Promptfoo is an open-source CLI and library for evaluating and comparing LLM prompts and models, and for red-teaming LLM apps. You declare prompts, models, test inputs, and pass/fail checks in a config, and it runs every combination and scores them in a side-by-side grid. Teams use it to pick the best prompt-and-model pairing and to block quality regressions in CI/CD.
Is Promptfoo free and open source?
Yes. Promptfoo is open source and runs locally from your terminal or as a library in your code. It is not a model and not a hosted service you must sign up for — it calls whatever model providers you already use, so your main cost is the API calls those evals make.
How is Promptfoo different from DeepEval?
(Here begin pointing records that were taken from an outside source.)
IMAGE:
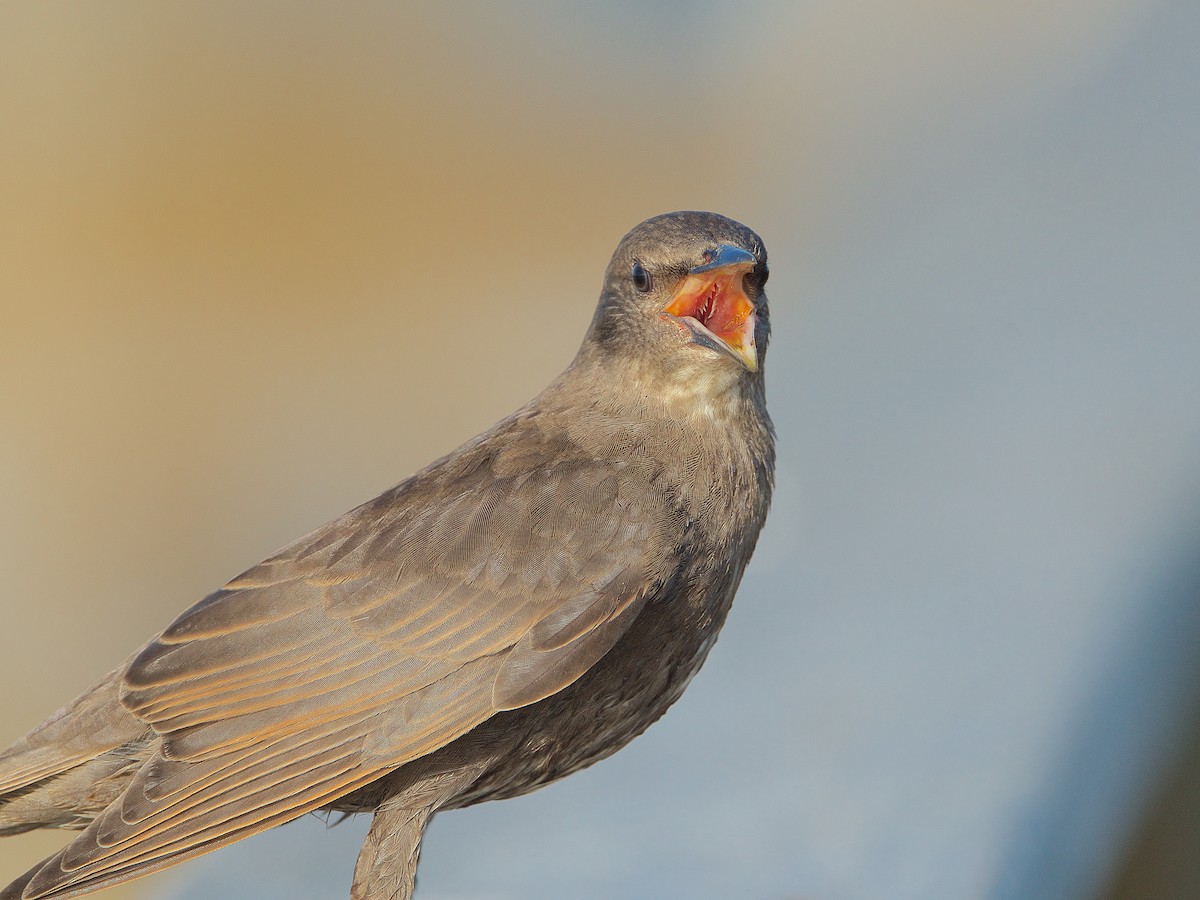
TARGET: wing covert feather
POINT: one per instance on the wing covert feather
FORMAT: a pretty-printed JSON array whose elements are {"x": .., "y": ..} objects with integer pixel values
[{"x": 481, "y": 585}]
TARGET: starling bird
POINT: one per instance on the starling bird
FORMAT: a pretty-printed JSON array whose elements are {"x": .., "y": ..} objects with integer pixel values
[{"x": 509, "y": 615}]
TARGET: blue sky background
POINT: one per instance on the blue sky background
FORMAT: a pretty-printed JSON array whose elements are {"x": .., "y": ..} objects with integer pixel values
[{"x": 265, "y": 262}]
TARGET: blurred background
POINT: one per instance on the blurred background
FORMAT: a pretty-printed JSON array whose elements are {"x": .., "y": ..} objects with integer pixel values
[{"x": 261, "y": 261}]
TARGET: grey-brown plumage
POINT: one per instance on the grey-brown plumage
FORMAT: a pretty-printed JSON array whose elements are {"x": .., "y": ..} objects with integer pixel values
[{"x": 516, "y": 611}]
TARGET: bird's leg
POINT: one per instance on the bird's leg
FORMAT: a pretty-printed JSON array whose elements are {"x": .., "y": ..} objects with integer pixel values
[{"x": 387, "y": 867}]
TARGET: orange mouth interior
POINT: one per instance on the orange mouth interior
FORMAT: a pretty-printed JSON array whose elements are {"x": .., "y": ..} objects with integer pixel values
[{"x": 718, "y": 303}]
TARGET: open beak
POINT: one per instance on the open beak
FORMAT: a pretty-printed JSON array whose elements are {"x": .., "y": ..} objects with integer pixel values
[{"x": 713, "y": 306}]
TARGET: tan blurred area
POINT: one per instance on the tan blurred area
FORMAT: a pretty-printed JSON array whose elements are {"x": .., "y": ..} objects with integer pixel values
[{"x": 259, "y": 262}]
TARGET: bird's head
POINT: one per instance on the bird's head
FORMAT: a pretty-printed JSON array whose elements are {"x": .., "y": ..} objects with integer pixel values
[{"x": 684, "y": 295}]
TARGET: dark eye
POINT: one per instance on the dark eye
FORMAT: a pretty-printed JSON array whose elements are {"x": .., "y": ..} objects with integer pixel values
[{"x": 642, "y": 280}]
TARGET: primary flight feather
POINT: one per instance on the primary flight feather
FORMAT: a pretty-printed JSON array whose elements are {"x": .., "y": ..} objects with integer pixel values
[{"x": 511, "y": 613}]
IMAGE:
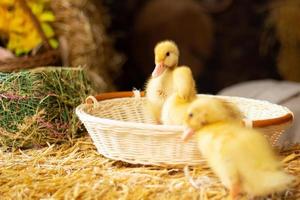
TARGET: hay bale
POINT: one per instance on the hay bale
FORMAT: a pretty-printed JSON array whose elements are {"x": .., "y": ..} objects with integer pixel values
[
  {"x": 79, "y": 172},
  {"x": 81, "y": 28},
  {"x": 37, "y": 106}
]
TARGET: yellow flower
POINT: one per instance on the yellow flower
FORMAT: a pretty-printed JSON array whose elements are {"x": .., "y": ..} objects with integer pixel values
[{"x": 18, "y": 27}]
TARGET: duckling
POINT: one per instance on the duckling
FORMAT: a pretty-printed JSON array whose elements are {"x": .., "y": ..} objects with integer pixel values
[
  {"x": 241, "y": 157},
  {"x": 175, "y": 107},
  {"x": 160, "y": 84}
]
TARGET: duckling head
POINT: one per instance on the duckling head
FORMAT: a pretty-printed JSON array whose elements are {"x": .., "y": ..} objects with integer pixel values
[
  {"x": 166, "y": 57},
  {"x": 205, "y": 111}
]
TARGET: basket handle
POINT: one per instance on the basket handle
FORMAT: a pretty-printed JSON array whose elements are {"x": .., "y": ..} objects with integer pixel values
[
  {"x": 256, "y": 123},
  {"x": 110, "y": 95}
]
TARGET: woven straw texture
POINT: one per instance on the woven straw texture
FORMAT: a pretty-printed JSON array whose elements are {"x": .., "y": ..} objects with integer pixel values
[{"x": 121, "y": 129}]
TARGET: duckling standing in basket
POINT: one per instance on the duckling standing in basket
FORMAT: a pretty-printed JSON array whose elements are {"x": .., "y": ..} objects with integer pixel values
[
  {"x": 175, "y": 107},
  {"x": 160, "y": 85},
  {"x": 241, "y": 157}
]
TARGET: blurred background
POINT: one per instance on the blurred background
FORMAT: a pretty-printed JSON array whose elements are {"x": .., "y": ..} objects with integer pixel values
[{"x": 224, "y": 41}]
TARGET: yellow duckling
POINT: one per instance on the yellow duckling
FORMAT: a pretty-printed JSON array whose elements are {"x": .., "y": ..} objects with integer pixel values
[
  {"x": 241, "y": 157},
  {"x": 175, "y": 107},
  {"x": 160, "y": 85}
]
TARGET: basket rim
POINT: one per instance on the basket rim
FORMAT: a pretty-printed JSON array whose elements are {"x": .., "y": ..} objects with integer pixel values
[{"x": 287, "y": 118}]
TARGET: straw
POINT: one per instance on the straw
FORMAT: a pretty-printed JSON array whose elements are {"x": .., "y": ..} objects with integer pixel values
[{"x": 78, "y": 172}]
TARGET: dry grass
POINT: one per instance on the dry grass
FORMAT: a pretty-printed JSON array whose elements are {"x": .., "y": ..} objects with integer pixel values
[
  {"x": 77, "y": 171},
  {"x": 37, "y": 106}
]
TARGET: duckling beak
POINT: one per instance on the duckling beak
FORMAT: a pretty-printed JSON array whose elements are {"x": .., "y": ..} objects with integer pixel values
[
  {"x": 187, "y": 134},
  {"x": 158, "y": 70}
]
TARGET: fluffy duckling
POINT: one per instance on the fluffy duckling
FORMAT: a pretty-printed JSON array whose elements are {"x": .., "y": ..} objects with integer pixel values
[
  {"x": 175, "y": 107},
  {"x": 241, "y": 157},
  {"x": 160, "y": 84}
]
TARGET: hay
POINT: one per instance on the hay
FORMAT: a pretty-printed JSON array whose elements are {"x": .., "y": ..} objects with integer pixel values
[
  {"x": 37, "y": 106},
  {"x": 81, "y": 26},
  {"x": 79, "y": 172}
]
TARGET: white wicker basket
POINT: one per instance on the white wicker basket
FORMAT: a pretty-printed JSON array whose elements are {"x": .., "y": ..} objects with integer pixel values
[{"x": 121, "y": 129}]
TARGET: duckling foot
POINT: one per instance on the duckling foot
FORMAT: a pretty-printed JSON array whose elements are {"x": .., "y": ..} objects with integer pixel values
[{"x": 235, "y": 192}]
Both evaluate LLM outputs, but they have different shapes. Promptfoo is config-driven (you describe a test matrix in YAML and run it from the CLI) and includes red-teaming, which suits comparing many prompt/model combinations and gating CI. DeepEval is Pytest-style, so you write evals as Python unit tests, which fits a code-first workflow. Many teams pick based on whether they prefer config or code.
Can Promptfoo test for prompt injection and jailbreaks?
Yes. Its red-teaming mode generates adversarial inputs — jailbreaks, prompt-injection payloads, attempts to leak a system prompt, requests for harmful content — runs them against your app, and reports which attacks succeed. It is meant to surface these weaknesses during testing rather than after a real user finds them.
What are assertions in Promptfoo?
Assertions are the checks that decide whether each output passes. Deterministic ones are code-graded (contains a string, valid JSON, matches a regex, under a latency or cost budget) and are fast and repeatable. Model-graded ones use an LLM as a judge to score fuzzy qualities like factual grounding or rubric adherence. Most real suites mix both.
Can I run Promptfoo in CI/CD?
Yes, and that is a core use case. The eval command runs from one line and exits with a non-zero status when too many cases fail, so it slots into a pipeline. Run it on pull requests that touch prompts, and a change that drops quality below your threshold blocks the merge.